Determination of ion and neutral loss compositions and deconvolution of product ion mass spectra using an orthogonal acceleration time‐of‐flight mass spectrometer and an ion correlation program

Abstract

Exact masses of monoisotopic ions, and the relative isotopic abundances (RIAs) of ions greater in mass by 1 and 2 Da than the monoisotopic ion, are independent and complementary physical properties useful for distinguishing among elemental compositions of ions possible for a given nominal mass. Using these properties to determine elemental compositions of product ions and neutral losses increases the masses of precursor ions for which unique compositions can be determined. Compositions of the precursor ion, product ion, and neutral loss aid mass spectral interpretation and guide modest chemical literature searches for candidate standards to be obtained for confirmation of tentative compound identifications.
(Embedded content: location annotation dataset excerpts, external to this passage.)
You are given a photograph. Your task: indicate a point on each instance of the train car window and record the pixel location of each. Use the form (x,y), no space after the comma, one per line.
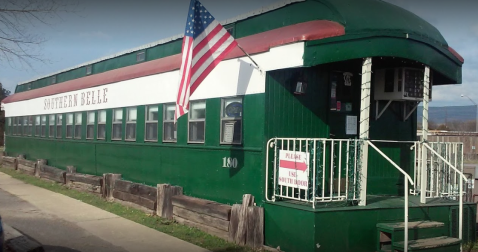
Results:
(117,124)
(78,123)
(25,126)
(51,127)
(30,125)
(151,123)
(88,69)
(69,125)
(59,124)
(101,124)
(9,124)
(169,127)
(231,120)
(37,126)
(90,125)
(43,126)
(131,117)
(197,122)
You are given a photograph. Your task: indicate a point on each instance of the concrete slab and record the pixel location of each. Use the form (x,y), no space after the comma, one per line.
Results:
(47,214)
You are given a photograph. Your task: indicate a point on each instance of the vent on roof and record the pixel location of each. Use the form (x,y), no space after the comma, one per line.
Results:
(140,56)
(88,69)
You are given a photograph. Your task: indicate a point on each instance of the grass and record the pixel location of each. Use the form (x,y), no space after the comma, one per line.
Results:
(192,235)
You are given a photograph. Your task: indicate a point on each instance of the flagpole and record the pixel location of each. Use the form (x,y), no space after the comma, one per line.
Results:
(260,69)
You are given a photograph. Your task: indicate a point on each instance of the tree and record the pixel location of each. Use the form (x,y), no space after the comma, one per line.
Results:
(3,94)
(18,43)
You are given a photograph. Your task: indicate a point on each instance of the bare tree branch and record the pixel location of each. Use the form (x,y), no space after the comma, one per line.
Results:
(19,44)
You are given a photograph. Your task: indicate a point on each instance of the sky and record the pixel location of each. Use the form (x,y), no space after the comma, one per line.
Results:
(95,29)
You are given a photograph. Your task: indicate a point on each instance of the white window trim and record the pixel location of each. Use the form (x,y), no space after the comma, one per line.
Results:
(98,126)
(146,110)
(198,120)
(72,125)
(89,124)
(43,125)
(61,126)
(168,121)
(222,118)
(75,123)
(113,123)
(130,122)
(50,133)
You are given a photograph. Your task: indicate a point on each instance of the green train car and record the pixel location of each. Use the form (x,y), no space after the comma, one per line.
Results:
(323,134)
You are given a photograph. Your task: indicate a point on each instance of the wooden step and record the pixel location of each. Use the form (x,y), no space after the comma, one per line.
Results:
(436,242)
(395,226)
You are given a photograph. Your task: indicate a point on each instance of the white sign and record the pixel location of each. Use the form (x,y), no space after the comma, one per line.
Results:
(351,125)
(294,169)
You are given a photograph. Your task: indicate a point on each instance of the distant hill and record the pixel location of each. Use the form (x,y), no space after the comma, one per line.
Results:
(447,114)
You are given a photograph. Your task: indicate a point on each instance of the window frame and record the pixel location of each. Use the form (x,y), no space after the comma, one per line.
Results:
(43,126)
(101,123)
(169,121)
(88,124)
(113,123)
(59,119)
(223,118)
(51,133)
(146,122)
(37,127)
(75,124)
(195,121)
(128,121)
(89,69)
(72,115)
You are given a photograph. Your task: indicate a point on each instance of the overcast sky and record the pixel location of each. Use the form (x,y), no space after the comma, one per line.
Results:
(105,27)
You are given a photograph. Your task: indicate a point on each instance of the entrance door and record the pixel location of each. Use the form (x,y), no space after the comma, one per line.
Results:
(344,104)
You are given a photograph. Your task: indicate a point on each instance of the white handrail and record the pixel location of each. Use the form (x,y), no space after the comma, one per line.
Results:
(405,177)
(460,217)
(393,163)
(446,161)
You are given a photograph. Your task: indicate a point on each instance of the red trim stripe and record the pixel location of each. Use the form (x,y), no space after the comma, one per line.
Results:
(257,43)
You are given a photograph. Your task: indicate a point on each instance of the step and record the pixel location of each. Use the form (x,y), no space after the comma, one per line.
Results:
(429,243)
(396,226)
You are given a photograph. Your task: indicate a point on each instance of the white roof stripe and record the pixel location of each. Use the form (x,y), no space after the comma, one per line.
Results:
(175,37)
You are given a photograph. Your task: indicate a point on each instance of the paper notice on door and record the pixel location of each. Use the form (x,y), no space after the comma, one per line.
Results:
(351,125)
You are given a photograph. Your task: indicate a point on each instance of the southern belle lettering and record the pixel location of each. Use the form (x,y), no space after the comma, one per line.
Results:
(74,100)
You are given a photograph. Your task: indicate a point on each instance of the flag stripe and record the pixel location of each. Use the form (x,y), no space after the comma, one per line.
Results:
(187,42)
(213,64)
(211,54)
(205,45)
(186,66)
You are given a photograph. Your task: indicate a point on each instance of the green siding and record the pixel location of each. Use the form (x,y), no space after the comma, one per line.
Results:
(384,21)
(296,228)
(289,115)
(196,167)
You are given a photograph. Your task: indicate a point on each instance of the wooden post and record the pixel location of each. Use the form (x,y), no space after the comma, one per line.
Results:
(365,126)
(70,169)
(426,98)
(164,205)
(247,201)
(40,163)
(109,185)
(255,227)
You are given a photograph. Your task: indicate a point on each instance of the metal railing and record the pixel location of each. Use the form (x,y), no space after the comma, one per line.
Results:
(406,179)
(444,165)
(313,170)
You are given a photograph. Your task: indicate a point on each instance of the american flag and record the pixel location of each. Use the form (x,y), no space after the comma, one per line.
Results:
(205,44)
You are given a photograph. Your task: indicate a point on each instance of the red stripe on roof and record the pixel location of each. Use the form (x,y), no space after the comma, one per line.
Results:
(257,43)
(456,54)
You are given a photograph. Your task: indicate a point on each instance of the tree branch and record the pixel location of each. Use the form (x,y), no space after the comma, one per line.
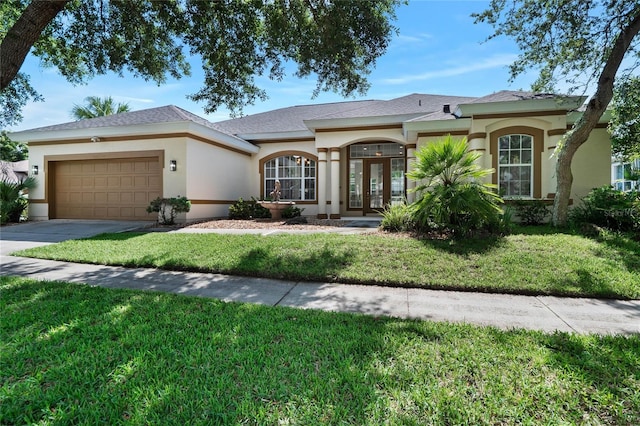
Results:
(23,34)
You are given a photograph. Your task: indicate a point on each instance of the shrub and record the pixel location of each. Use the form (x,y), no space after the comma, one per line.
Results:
(609,208)
(452,194)
(14,200)
(291,212)
(397,218)
(531,212)
(168,208)
(246,210)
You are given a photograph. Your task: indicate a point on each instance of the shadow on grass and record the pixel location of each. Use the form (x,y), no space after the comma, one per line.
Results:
(307,266)
(466,246)
(584,282)
(77,354)
(627,245)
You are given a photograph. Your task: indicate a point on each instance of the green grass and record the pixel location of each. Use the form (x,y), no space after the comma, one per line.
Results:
(74,354)
(533,261)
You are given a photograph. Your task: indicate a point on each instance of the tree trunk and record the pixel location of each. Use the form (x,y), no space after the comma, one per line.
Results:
(23,34)
(587,122)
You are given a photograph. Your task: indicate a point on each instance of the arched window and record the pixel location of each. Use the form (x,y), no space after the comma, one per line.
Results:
(515,165)
(297,176)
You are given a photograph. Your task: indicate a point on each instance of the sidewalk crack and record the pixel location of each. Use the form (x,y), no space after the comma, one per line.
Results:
(286,294)
(556,314)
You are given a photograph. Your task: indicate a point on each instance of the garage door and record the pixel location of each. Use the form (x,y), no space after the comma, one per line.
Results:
(106,189)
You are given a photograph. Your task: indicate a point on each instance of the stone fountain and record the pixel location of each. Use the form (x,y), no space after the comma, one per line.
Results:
(276,206)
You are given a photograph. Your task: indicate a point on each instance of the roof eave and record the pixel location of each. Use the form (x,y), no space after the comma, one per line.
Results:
(339,123)
(412,128)
(560,103)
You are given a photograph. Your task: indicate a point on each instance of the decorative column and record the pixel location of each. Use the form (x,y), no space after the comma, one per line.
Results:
(322,183)
(335,183)
(411,184)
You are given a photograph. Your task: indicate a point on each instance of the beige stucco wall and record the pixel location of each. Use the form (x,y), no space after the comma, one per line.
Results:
(215,178)
(273,148)
(591,166)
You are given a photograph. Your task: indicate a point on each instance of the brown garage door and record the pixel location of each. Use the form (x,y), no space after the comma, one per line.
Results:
(106,189)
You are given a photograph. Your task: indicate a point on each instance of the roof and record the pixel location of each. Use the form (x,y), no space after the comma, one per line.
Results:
(292,119)
(163,114)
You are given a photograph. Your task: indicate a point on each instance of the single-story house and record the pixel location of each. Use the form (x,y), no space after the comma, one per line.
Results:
(334,160)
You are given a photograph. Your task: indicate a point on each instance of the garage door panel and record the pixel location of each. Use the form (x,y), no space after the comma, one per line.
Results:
(106,189)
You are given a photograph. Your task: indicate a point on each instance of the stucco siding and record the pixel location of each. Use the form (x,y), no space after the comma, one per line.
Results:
(591,164)
(215,177)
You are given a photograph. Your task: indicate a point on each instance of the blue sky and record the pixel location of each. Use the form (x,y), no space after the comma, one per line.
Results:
(439,50)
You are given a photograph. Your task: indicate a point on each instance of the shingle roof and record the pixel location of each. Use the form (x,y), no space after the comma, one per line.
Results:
(163,114)
(292,118)
(511,95)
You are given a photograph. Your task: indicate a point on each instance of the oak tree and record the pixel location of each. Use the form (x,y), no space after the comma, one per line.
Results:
(338,41)
(579,43)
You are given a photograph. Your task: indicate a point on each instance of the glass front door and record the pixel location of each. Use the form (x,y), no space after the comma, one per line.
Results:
(376,176)
(376,191)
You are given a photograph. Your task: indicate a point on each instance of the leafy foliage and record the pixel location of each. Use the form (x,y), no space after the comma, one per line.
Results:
(14,200)
(14,98)
(624,125)
(338,41)
(98,107)
(450,187)
(531,212)
(245,210)
(568,41)
(168,208)
(609,208)
(291,211)
(11,150)
(397,218)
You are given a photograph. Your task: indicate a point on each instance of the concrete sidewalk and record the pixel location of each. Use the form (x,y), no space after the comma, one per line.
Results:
(504,311)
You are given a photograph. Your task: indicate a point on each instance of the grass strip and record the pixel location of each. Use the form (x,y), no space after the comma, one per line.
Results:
(75,354)
(535,261)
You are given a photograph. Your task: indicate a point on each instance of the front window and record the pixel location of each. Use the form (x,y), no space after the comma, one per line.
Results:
(297,176)
(515,165)
(622,175)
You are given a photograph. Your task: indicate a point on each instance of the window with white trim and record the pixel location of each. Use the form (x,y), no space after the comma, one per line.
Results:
(515,165)
(297,176)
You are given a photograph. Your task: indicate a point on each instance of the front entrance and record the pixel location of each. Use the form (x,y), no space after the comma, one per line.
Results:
(376,193)
(376,179)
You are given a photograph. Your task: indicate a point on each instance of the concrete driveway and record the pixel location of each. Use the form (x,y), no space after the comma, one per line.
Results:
(34,234)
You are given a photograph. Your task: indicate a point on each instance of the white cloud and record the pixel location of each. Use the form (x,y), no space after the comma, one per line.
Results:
(496,61)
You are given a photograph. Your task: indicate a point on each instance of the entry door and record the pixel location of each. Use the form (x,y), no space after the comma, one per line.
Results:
(376,185)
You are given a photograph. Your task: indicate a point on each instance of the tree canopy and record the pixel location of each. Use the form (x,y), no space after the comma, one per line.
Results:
(624,125)
(11,150)
(236,41)
(573,43)
(98,107)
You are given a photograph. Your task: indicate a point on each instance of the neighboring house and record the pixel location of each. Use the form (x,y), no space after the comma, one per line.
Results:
(334,160)
(619,172)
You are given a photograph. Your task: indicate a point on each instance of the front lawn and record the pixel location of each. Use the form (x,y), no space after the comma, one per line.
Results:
(73,354)
(533,261)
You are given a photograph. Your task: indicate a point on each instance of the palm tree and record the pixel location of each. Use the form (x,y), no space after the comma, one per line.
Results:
(14,198)
(98,107)
(452,193)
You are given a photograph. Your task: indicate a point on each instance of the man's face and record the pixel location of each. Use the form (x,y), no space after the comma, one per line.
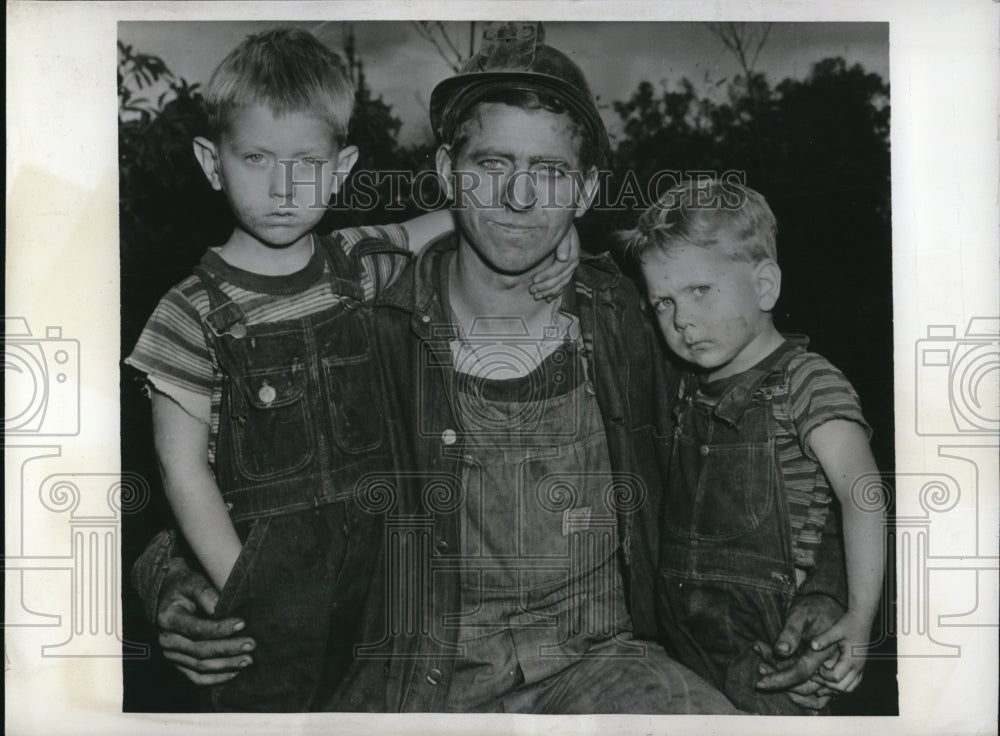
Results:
(516,185)
(710,307)
(278,173)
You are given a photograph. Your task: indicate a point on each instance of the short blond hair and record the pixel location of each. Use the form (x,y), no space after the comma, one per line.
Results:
(697,212)
(287,69)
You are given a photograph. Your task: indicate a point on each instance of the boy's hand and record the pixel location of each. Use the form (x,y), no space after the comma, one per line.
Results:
(793,666)
(548,284)
(201,647)
(843,672)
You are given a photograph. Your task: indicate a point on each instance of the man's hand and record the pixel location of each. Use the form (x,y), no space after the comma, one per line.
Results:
(548,284)
(792,664)
(202,648)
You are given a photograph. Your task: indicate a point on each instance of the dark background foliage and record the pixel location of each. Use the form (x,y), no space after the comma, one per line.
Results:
(817,148)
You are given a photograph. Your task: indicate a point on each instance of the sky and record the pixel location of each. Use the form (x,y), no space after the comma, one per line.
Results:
(615,56)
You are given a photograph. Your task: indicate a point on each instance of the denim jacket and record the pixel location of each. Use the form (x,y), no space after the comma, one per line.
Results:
(633,384)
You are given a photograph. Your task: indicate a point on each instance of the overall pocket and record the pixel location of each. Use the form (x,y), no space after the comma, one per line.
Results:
(355,402)
(272,427)
(720,491)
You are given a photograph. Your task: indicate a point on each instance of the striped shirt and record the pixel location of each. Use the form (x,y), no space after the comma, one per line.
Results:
(172,350)
(816,393)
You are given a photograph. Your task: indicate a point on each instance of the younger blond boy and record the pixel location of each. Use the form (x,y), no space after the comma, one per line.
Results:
(764,432)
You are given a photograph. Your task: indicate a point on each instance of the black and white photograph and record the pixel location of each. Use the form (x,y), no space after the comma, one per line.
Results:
(537,364)
(439,492)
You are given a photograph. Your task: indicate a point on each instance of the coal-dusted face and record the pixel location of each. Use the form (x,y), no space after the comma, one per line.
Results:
(516,184)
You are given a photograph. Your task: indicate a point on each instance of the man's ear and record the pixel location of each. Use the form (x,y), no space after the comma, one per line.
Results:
(208,157)
(768,281)
(586,191)
(442,160)
(346,159)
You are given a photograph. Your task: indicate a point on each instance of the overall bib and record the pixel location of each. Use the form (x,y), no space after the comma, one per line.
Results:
(540,584)
(727,574)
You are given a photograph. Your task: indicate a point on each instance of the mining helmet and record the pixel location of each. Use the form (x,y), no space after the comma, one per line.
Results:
(513,57)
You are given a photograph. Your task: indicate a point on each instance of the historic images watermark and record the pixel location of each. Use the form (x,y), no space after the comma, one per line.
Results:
(547,186)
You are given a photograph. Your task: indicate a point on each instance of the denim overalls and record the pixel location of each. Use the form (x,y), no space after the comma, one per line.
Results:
(727,577)
(540,582)
(301,420)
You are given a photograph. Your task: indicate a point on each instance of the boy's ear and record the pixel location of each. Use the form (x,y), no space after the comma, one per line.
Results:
(345,162)
(442,160)
(207,155)
(768,282)
(587,191)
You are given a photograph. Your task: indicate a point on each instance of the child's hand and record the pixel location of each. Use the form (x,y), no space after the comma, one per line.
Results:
(548,284)
(850,634)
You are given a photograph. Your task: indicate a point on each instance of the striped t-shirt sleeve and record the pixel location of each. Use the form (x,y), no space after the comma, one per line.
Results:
(172,344)
(818,392)
(378,270)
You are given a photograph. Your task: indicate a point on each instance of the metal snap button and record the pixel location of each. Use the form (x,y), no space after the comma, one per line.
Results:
(267,394)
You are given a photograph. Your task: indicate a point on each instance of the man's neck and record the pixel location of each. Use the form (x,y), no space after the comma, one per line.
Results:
(477,291)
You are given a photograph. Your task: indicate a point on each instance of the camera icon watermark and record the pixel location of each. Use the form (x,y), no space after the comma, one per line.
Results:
(498,350)
(42,378)
(966,370)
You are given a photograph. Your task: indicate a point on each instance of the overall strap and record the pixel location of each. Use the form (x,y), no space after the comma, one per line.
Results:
(225,316)
(345,270)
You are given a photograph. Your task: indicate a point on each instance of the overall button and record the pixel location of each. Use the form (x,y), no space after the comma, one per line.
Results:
(267,394)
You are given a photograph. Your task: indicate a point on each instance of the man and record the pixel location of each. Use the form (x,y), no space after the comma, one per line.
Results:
(522,519)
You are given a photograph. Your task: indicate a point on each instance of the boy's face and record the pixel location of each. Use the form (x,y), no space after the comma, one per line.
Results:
(516,185)
(713,311)
(278,173)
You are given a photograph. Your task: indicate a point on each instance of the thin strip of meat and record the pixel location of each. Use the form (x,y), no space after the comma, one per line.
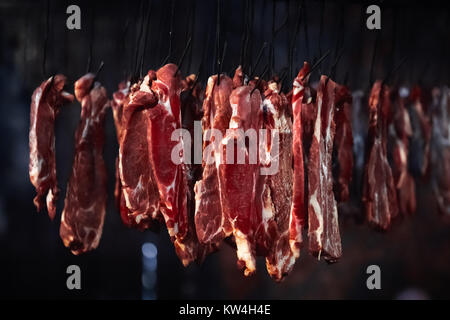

This approach is essential for compound characterization or identification due to the absence of commercial libraries of electrospray ionization (ESI) and atmospheric pressure chemical ionization (APCI) product ion spectra. For a series of 34 exact mass measurements, an orthogonal acceleration time-of-flight mass spectrometer provided 34 and 29 values accurate to within 2 and 1 mDa, respectively, for ions from eight simulated unknowns with [M+H](+) ion masses between 166 and 319 Da. Of 36 RIA measurements for +1 Da or +2 Da ions, 35 were accurate to within 20% of their predicted values (or to within 0.4 RIA % when the RIA value was less than 1%) in the absence of obvious interferences, in cases where the monoisotopic ion peak areas were at least 1.7 x 10(5) counts and the ion masses exceeded 141 Da. An ion correlation program (ICP) provided the unique and correct compositions for all but three of the 34 ions studied. Manual inspection of the data eliminated the incorrect compositions. To test the utility of the ICP for deconvoluting composite product ion spectra, all 34 ions were tested for correlation. Six of eight precursor ions were identified as such, while two were compositional subsets of others and were not properly identified. The six precursor ion compositions were still found by the ICP even though ions with masses less than 158 Da were not considered since they could no longer be correlated with a single precursor ion. Finally, two unidentified analytes were characterized, based on data published by others and using the ICP together with mass spectral interpretation.